In 2002, two years after Smith’s conviction, the Supreme Court ruled in Atkins v. Virginia that murderers who are mentally retarded cannot be executed. That condition was later renamed intellectual disability. For the next 21 years, Smith’s claims of trial error and intellectual disability were considered by multiple state and federal courts. In 2015, the Eleventh Circuit U. S. Court of Appeals ordered the district court to reconsider Smith’s claim despite its rejection by the state courts.
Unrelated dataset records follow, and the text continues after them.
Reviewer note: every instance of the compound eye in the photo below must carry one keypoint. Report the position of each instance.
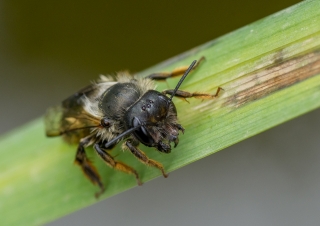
(105, 122)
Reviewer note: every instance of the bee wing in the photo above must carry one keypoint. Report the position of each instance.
(71, 115)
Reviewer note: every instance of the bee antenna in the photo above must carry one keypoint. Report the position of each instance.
(183, 77)
(114, 140)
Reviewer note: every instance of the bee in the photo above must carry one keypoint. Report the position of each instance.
(124, 109)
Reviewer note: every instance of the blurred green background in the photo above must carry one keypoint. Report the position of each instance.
(50, 49)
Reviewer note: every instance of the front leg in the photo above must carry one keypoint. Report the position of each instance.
(185, 94)
(162, 76)
(143, 157)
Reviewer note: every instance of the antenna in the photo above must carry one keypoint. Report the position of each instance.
(183, 77)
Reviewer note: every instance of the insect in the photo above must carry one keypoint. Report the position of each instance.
(125, 108)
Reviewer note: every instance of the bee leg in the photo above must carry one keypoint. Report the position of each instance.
(143, 157)
(162, 76)
(88, 168)
(108, 159)
(185, 94)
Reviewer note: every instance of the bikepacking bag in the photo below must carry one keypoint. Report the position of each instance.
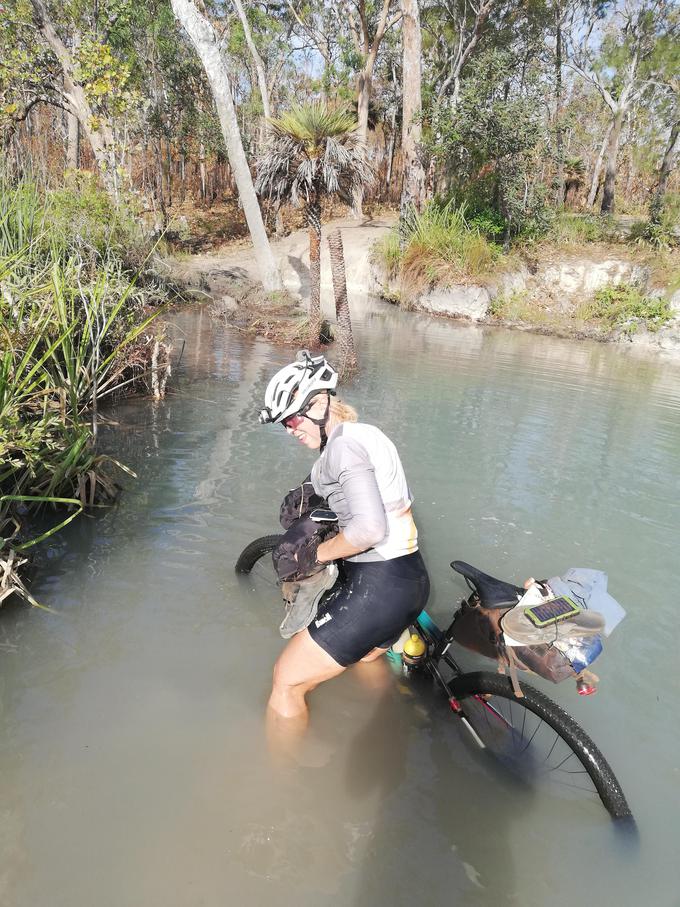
(512, 636)
(303, 535)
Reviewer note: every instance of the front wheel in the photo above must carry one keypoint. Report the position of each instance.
(256, 550)
(533, 737)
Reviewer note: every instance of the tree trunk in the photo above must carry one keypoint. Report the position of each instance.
(656, 207)
(347, 359)
(413, 188)
(72, 142)
(364, 87)
(595, 181)
(100, 136)
(202, 172)
(257, 59)
(204, 39)
(314, 224)
(559, 129)
(608, 190)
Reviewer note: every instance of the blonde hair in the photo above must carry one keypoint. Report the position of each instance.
(340, 412)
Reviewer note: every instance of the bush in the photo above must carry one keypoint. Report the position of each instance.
(73, 330)
(625, 306)
(438, 247)
(576, 229)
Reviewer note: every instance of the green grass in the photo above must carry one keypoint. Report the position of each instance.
(73, 315)
(625, 306)
(578, 229)
(437, 248)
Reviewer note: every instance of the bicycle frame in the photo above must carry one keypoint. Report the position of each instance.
(438, 646)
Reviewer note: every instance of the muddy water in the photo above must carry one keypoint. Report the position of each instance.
(135, 768)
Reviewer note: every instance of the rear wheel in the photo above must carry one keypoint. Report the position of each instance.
(536, 739)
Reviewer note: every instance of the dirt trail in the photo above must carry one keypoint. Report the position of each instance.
(215, 272)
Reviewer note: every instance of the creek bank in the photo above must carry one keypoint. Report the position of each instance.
(223, 277)
(545, 295)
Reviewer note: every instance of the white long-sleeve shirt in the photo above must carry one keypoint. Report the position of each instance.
(361, 476)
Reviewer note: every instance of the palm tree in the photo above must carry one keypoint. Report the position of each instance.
(313, 151)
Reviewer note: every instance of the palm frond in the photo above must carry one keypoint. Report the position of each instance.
(313, 150)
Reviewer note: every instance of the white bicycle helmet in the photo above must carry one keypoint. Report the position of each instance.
(292, 388)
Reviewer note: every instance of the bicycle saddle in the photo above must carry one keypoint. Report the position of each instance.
(492, 592)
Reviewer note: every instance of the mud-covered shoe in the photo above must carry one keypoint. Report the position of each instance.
(302, 597)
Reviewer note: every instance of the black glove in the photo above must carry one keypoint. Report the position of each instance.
(295, 555)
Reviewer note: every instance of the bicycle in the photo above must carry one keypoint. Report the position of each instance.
(529, 736)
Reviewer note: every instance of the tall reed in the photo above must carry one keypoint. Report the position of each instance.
(72, 316)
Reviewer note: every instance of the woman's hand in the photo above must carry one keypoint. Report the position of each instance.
(336, 548)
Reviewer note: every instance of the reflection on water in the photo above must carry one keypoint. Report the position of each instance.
(135, 769)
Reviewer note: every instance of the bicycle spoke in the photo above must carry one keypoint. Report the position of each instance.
(525, 744)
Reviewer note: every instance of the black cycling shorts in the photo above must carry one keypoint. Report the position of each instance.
(371, 606)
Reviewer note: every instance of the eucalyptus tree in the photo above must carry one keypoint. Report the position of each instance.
(413, 188)
(95, 83)
(204, 38)
(613, 47)
(313, 151)
(368, 22)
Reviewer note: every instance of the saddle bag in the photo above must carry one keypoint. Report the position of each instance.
(480, 629)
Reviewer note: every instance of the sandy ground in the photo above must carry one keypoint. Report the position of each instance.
(213, 273)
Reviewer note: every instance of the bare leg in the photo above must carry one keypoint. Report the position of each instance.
(374, 654)
(301, 666)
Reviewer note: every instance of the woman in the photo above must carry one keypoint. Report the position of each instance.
(385, 581)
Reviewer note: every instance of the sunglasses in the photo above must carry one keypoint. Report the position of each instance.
(292, 421)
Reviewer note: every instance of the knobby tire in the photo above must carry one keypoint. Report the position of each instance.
(252, 553)
(608, 788)
(482, 683)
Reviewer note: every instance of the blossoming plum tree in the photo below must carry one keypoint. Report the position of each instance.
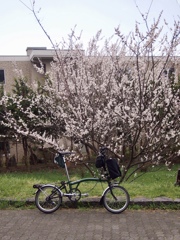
(123, 94)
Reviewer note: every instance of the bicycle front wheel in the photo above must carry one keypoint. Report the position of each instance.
(116, 199)
(48, 199)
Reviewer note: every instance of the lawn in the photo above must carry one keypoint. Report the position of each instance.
(154, 183)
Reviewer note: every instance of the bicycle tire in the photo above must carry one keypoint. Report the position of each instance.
(116, 199)
(48, 199)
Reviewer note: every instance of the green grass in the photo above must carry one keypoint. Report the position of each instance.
(18, 185)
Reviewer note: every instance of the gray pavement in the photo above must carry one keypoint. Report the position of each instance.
(89, 224)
The review included two more tests, finding Smith’s IQ at 75 and 78. In 2023, the appeals court then ruled that, accounting for the margin of error, Smith’s scores at the lower end of the scale were sufficient to find him possibly intellectually disabled and therefore turned to the battle of the experts concerning Smith’s claimed “adaptive deficits.” The court affirmed the district court’s finding that the inmate’s experts were more convincing than the state’s and overturned the sentence. After the U. S. Supreme Court took up the case, CJLF filed a “friend of the court” brief, arguing that the lower federal court had failed to adequately consider the well-established principle of aggregation. That principle tells us that repeated measures taken together are more precise than the margins of error of the individual tests.

In CJLF’s scholarly brief, Legal Director Kent Scheidegger disputes the holding that just because 70 is within the 95% confidence interval for four of the tests (although just barely for three of them), that was sufficient to move on to the second and third requirements of the diagnosis. While there is not yet a scientific consensus on precisely how to apply the principle of aggregation, the lower courts did not even try. The CJLF brief illustrates this point by combining the scores three different ways, all of which show that the chance of Smith meeting the first criterion for the diagnosis, an IQ of 70 or below, is extremely low.

“A decision favoring Smith’s argument would open up a new avenue for dozens of other murderers to challenge well-deserved death sentences based on IQ scores above 70,” said Scheidegger.